Mercer Wealth, which globally has $160 billion in AUM, plans to boost its AUM in the region to $2-$3bn in the next 2-3 years from the present $1bn, said Yasir AbuShaban, a Dubai-based principal with Mercer Wealth.

Within the next two to three years, we are looking at reaching $2 to $3 billion as a conservative estimate and we do see an opportunity to do so,” said Mr AbuShaban.

Mercer does not directly make investments, but allocates clients’ money they have discretion to, to professional asset managers. They also provide advice to clients.

“We have buying power. We can negotiate on their (client’s) behalf with asset managers to provide them lower fees than they otherwise would have to get on their own,” he added.

Mercer Wealth’s clients include sovereign wealth funds, family offices, and insurance companies among others.

From its office in Dubai, Mercer also looks after Africa, India and Turkey, where they also see opportunity for growth.

Wealth creation in Middle East and Africa (MEA) grew 8.5 per cent to $8.1 trillion last year from $7.5tn in 2015, higher than last year’s global average of 6 per cent and the second-highest growth in a region after Asia-Pacific which grew 9.9 per cent, according to consultancy Boston Consulting Group (BCG). In the region, where wealth grew just 1.9 per cent in 2015 compared with 2014, a pickup in oil prices has helped in wealth generation.

BCG is forecasting MEA wealth will rise to $12tn by 2021, growing at an annual average of 8 per cent.

Drivers of wealth generation in the region will be split evenly between new wealth creation and growth of performance of existing assets, according to BCG.

Another general trend in the region is clients’ looking for a comprehensive approach to investing, according to Mr AbuShaban.

“Institutional investors or some of the families are seeing a slowdown in the available capital they have to invest and in that sense they are looking at optimizing the way they manage their portfolios and making sure they are not investing haphazardly and different parts of their investment are working together,” said Mr AbuShaban.
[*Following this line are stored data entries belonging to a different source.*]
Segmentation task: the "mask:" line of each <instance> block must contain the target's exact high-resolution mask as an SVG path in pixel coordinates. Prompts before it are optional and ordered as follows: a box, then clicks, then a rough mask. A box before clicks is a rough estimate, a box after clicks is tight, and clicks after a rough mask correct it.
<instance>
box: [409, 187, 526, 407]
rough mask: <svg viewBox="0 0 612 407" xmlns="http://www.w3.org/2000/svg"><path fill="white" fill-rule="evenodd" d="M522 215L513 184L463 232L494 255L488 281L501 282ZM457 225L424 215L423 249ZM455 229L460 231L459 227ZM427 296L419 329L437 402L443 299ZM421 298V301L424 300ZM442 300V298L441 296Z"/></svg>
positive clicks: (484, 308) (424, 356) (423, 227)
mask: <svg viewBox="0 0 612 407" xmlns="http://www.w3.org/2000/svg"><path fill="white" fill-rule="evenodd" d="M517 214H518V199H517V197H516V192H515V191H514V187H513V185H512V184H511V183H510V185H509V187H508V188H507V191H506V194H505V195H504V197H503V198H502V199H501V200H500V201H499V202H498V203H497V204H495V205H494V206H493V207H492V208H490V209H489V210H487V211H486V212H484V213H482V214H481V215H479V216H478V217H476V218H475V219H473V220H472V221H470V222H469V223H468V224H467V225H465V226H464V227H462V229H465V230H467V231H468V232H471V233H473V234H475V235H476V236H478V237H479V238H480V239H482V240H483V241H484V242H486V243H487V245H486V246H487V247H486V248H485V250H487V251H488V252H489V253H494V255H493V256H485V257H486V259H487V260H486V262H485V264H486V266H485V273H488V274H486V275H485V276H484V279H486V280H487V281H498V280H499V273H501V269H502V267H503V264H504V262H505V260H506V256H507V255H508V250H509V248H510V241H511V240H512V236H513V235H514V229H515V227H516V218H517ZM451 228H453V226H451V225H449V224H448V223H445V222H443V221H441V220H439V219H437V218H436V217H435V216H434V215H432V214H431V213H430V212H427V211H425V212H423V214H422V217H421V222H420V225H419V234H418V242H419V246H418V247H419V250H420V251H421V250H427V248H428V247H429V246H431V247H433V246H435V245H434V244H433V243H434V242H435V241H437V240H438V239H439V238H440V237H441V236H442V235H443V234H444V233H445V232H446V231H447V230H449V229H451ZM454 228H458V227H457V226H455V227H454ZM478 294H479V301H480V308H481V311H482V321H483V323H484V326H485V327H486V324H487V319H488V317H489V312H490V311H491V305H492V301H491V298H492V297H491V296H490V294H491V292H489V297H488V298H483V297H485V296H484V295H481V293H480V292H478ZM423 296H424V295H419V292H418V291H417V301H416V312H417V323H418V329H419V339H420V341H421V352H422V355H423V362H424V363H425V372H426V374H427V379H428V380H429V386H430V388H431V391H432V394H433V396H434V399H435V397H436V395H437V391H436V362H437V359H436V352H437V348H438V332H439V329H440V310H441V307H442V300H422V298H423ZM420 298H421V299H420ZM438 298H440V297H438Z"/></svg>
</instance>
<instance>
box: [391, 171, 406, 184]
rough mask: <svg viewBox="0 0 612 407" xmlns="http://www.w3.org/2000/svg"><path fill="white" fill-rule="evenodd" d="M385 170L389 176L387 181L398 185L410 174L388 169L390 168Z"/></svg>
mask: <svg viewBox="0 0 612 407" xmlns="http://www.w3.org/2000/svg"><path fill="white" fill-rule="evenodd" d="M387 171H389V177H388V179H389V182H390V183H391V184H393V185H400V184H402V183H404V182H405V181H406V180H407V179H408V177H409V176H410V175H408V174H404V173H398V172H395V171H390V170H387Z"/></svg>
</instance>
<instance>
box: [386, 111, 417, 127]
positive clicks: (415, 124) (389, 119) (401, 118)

Some clients also have a higher appetite for risk, given the low interest-rate environment that does not provide enough yield for some institutional investors. These clients are keen to invest in illiquid assets, such as private equity and infrastructure.

“What we have seen is a desire for higher returns in what has been a low-return environment specifically in various fixed income or bonds,” he said.

“In this environment, we have seen a de facto increase in the risk that clients are taking in things like illiquid investments, private equity investments, infrastructure and private debt, those kind of investments were higher illiquidity results in incrementally higher returns.”

The Abu Dhabi Investment Authority, one of the largest sovereign wealth funds, said in its 2016 report that has gradually increased its exposure in direct private equity and private credit transactions, mainly in Asian markets and especially in China and India. The authority’s private equity department focused on structured equities owing to “their defensive characteristics.”